Il Governo è stato inoltre costretto a non dare seguito ad una serie di disposizioni inizialmente contemplate, passando al vaglio le diverse criticità e modificandole ripetutamente, anche in considerazione del parere formulato dalla Commissione europea sulla manovra, giudicata complessivamente positiva ma con alcuni rilievi critici. Tra questi, in particolare, quelli sui pagamenti elettronici, sul contante e sulle pensioni. E mentre la norma sull’innalzamento al tetto del contante, fortemente caldeggiata dalla Lega, è stata infine approvata, sebbene a seguito di un ridimensionamento dall’iniziale cifra prevista di 10.000 euro a 5.000, l’esenzione dall’obbligo di accettare pagamenti digitali per esercenti e professionisti ha seguito un iter decisamente più travagliato. La soglia, inizialmente fissata a 30 euro, è stata poi innalzata a 60, per essere infine abbandonata a seguito delle perplessità manifestate in sede europea e sostituita con la previsione di istituire un tavolo permanente per valutare soluzioni atte a mitigare l’incidenza dei costi delle transazioni elettroniche fino a 30 euro per i soggetti con ricavi inferiori a 400.000 euro.

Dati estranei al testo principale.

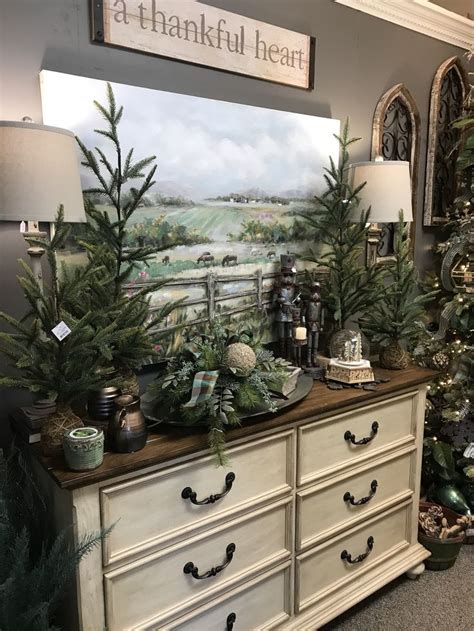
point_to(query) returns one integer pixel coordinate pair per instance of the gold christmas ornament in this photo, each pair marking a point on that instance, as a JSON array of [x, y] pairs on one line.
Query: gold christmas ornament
[[129, 382], [240, 359], [440, 361], [394, 357]]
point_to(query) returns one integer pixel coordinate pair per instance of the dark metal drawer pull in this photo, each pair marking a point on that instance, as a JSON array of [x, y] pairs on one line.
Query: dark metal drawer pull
[[345, 556], [348, 497], [190, 568], [188, 494], [363, 441]]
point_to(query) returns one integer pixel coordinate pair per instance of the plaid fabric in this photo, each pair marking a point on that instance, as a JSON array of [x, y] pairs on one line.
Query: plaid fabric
[[203, 387]]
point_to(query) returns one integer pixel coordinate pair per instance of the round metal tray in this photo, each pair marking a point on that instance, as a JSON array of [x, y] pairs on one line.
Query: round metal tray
[[303, 388]]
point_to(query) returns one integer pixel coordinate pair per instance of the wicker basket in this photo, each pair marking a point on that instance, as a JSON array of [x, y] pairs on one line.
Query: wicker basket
[[444, 552]]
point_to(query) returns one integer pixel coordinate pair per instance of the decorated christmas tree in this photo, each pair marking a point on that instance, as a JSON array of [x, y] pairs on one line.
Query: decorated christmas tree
[[351, 287], [449, 349], [397, 317]]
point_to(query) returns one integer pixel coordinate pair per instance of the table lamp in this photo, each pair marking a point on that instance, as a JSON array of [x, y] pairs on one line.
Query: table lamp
[[387, 191], [39, 170]]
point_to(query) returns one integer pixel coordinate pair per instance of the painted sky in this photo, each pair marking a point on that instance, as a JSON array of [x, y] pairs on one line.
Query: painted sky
[[204, 147]]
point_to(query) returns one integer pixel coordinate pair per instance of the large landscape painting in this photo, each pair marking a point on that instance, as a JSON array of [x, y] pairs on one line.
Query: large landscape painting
[[230, 184]]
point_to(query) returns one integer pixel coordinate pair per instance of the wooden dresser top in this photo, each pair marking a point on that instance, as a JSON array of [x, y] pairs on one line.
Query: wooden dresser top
[[168, 443]]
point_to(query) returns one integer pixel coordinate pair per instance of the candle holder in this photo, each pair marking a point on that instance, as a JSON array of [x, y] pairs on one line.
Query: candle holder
[[298, 351]]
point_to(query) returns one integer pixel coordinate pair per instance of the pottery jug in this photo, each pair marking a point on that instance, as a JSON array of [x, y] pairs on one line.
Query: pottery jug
[[127, 429]]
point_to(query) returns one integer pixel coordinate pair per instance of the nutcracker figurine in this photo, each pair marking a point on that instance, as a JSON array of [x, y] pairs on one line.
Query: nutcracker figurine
[[314, 316], [285, 296]]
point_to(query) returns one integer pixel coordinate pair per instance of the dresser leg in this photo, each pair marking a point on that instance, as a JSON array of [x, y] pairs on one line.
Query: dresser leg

Per finanziare tutte le misure inserite nella manovra, che ha un valore complessivo di circa 35 miliardi, il Governo ha introdotto una serie di disposizioni volte a recuperare ulteriori fondi, come ad esempio la normativa sugli extraprofitti a valere sul 2023 e la modifica apportata in corso d’opera all’assegno per il reddito di cittadinanza, passato da 8 a 7 mensilità per il 2023.

Così, come ogni anno, la Commissione bilancio è diventata il teatro principale della manovra, e nella Sala del Mappamondo, per i deputati si sono susseguite notti insonni all’insegna di caffè e di riposi alternati, anche a causa di errori tecnici, come l’approvazione di un emendamento dell’opposizione senza copertura da 450 milioni, affrontando una sorta di maratona contro il tempo.

Nonostante i chiarimenti del viceministro del MEF, Maurizio Leo, sulla mancanza di fondi per approvare gli emendamenti, i gruppi parlamentari ne hanno presentati migliaia, poi ridotti numericamente grazie al sistema degli emendamenti segnalati e supersegnalati. La complessità di approcciarsi alla manovra in tempi così stretti, ad ogni modo, ha infine determinato l’approvazione del testo, in entrambi i rami del Parlamento, con voto di fiducia, dando così vita alla legge n. 197/2022, poi pubblicata sulla Gazzetta Ufficiale n. 303 del 29 dicembre 2022.

In definitiva, sebbene in un contesto politico mutato e per alcuni aspetti con dinamiche differenti, al netto delle inevitabili difficoltà conseguenti al cambio di legislatura di governo in autunno, anche quest’anno la legge di bilancio sembra aver seguito un copione già visto.